The TARA program targets many RDoC constructs and domains. However, we will focus on the ones reviewed in the last publication (Blom et al., 2017): sustained threat, loss, social processes, and reward learning.

Negative valence systems: sustained threat construct

Sustained threat is one of the constructs included in the domain of negative valence systems, associated with the dysregulation of amygdala reactivity and its brain circuits (units of analysis). Sustained threat is defined as “An aversive emotional state caused by prolonged (i.e., weeks to months) exposure to internal and/or external condition(s), state(s), or stimuli that are adaptive to escape or avoid. The exposure may be actual or anticipated; the changes in affect, cognition, physiology, and behavior caused by sustained threat persist in the absence of the threat and can be differentiated from those changes evoked by acute threat” (RDoC, 2019).

The TARA program focused on the construct of sustained threat as one of the processes involved in adolescent depression because several neuroimaging studies have demonstrated that depressed adolescents show increased hyperactivation of the amygdala and alterations in its connectivity (Blom et al., 2014, 2017). This has been associated with persistent mood and vegetative symptoms experienced by adolescents with depression (e.g., dysphoria, lassitude) potentially via impaired processing of memories and visceral signals (Cullen et al., 2014). Hence, the first intervention target of TARA was to increase vagal and sensory afference through breathing practices and synchronized movement (Module 1), aiming at diminishing amygdala hyperactivation through a bottom-up approach. Supporting this option, recent research using neuronal recordings from rats revealed that the activity in the amygdala was altered following vagal nerve stimulation (Alexander et al., 2017). The authors of the program expected that these intervention strategies would result in decreased feelings of stress, as well as physical symptoms of depression and anxiety, allowing for improved emotional self-regulatory abilities and sleep (Blom et al., 2017).
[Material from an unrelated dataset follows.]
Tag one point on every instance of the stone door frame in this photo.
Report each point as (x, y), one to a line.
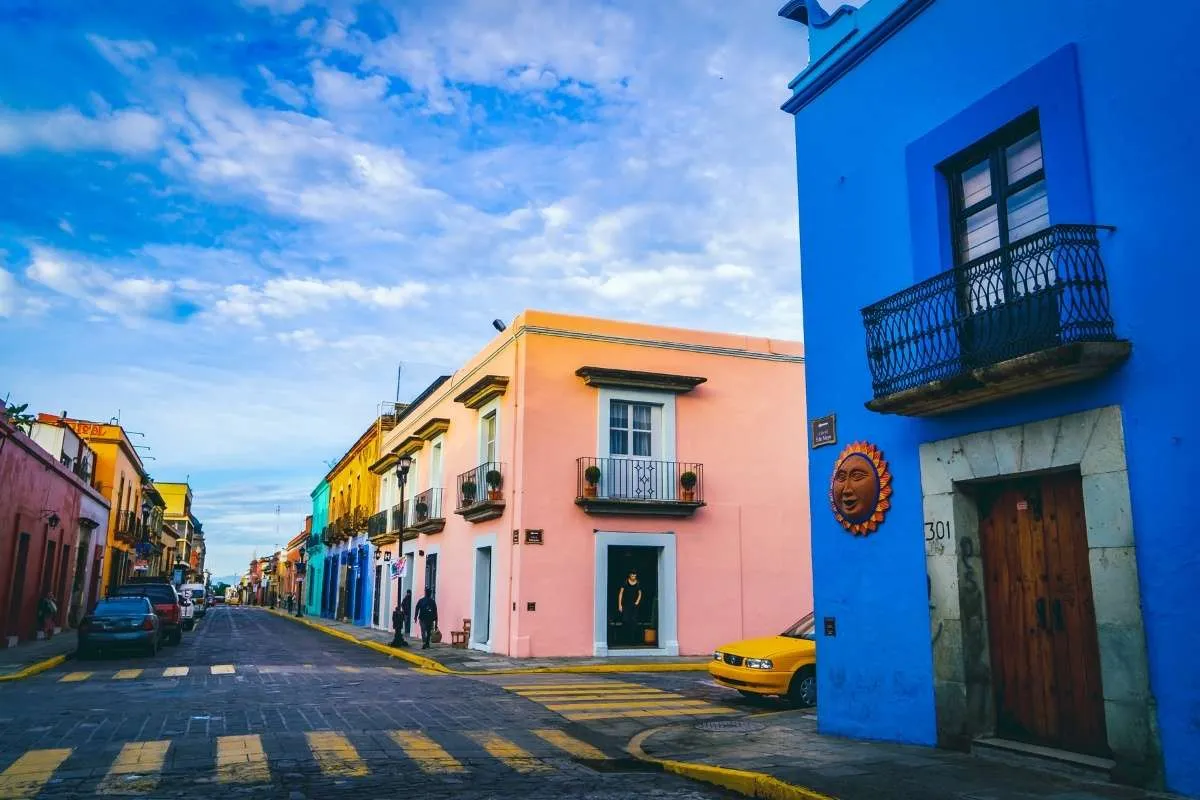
(1093, 443)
Negative valence systems: loss construct

Loss is also included in the domain of negative valence systems and is associated with brain circuits (units of analysis) like the default mode network and the amygdala. Loss is defined as “A state of deprivation of a motivationally significant con-specific, object, or situation. Loss may be social or non-social and may include permanent or sustained loss of shelter, behavioral control, status, loved ones, or relationships. The response to loss may be episodic (e.g., grief) or sustained” (RDoC, 2019).
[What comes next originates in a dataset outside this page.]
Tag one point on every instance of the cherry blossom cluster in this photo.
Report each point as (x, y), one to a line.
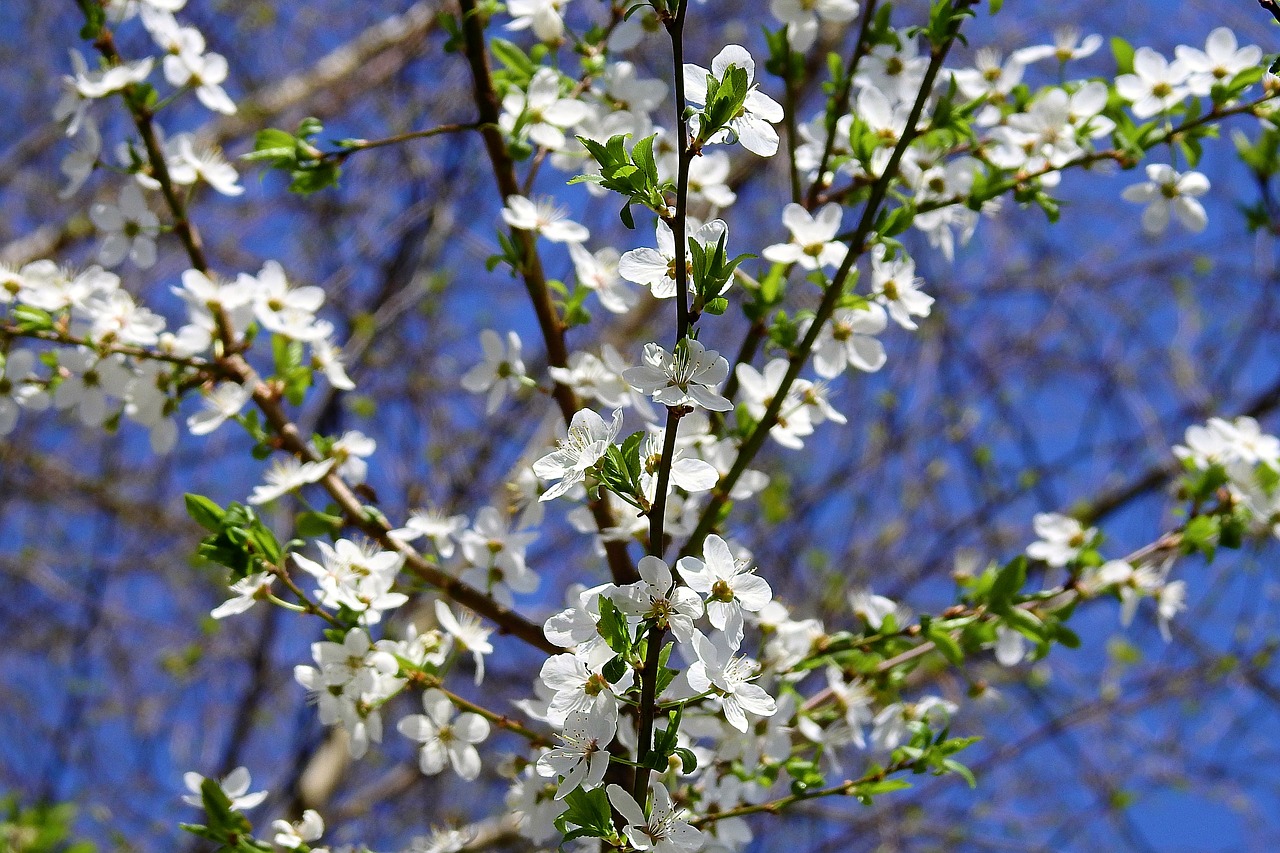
(680, 696)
The construct of loss was featured in the TARA program as several neuroimaging studies showed alterations in the DMN (default mode network) in depressed adolescents (Blom et al., 2014, 2017), as well as in their amygdala restating state functional connectivity (Clark et al., 2018). At the same time, the heightened dominance of the DMN has been associated with higher levels of maladaptive, depressive rumination, and lower levels of adaptive, reflective rumination (Hamilton et al., 2011). Also, there is enough evidence for a relation between disrupted amygdala-prefrontal connectivity and stress-related rumination in depressed adolescents (Fowler, Miernicki, Rudolph, & Telzer, 2017). This self-criticism and broader negative expectations about the self, future, and others are corner symptoms of depression (Beck & Bredemeier, 2016) supporting the role of the construct of loss as one of its basic mechanisms. Therefore, the second intervention target was to help participants shift neuronal activation away from the DMN by firstly noticing negative self-referential thoughts and then focusing on the present sensory and interoceptive input, including practices of identifying, labeling, and expressing emotional processes without judgment (Module 2). Indeed, mindfulness training in adults has been associated with deactivation of the DMN (Berkovich-Ohana, Glicksohn, & Goldstein, 2012) and altering of resting-state functional connectivity of the amygdala (Taren et al., 2015). Based on these results, the mindful-based practices seem good intervention strategies for decreasing rumination and generalized anxiety, which were the expected outcomes of Module 2 (Blom et al., 2017).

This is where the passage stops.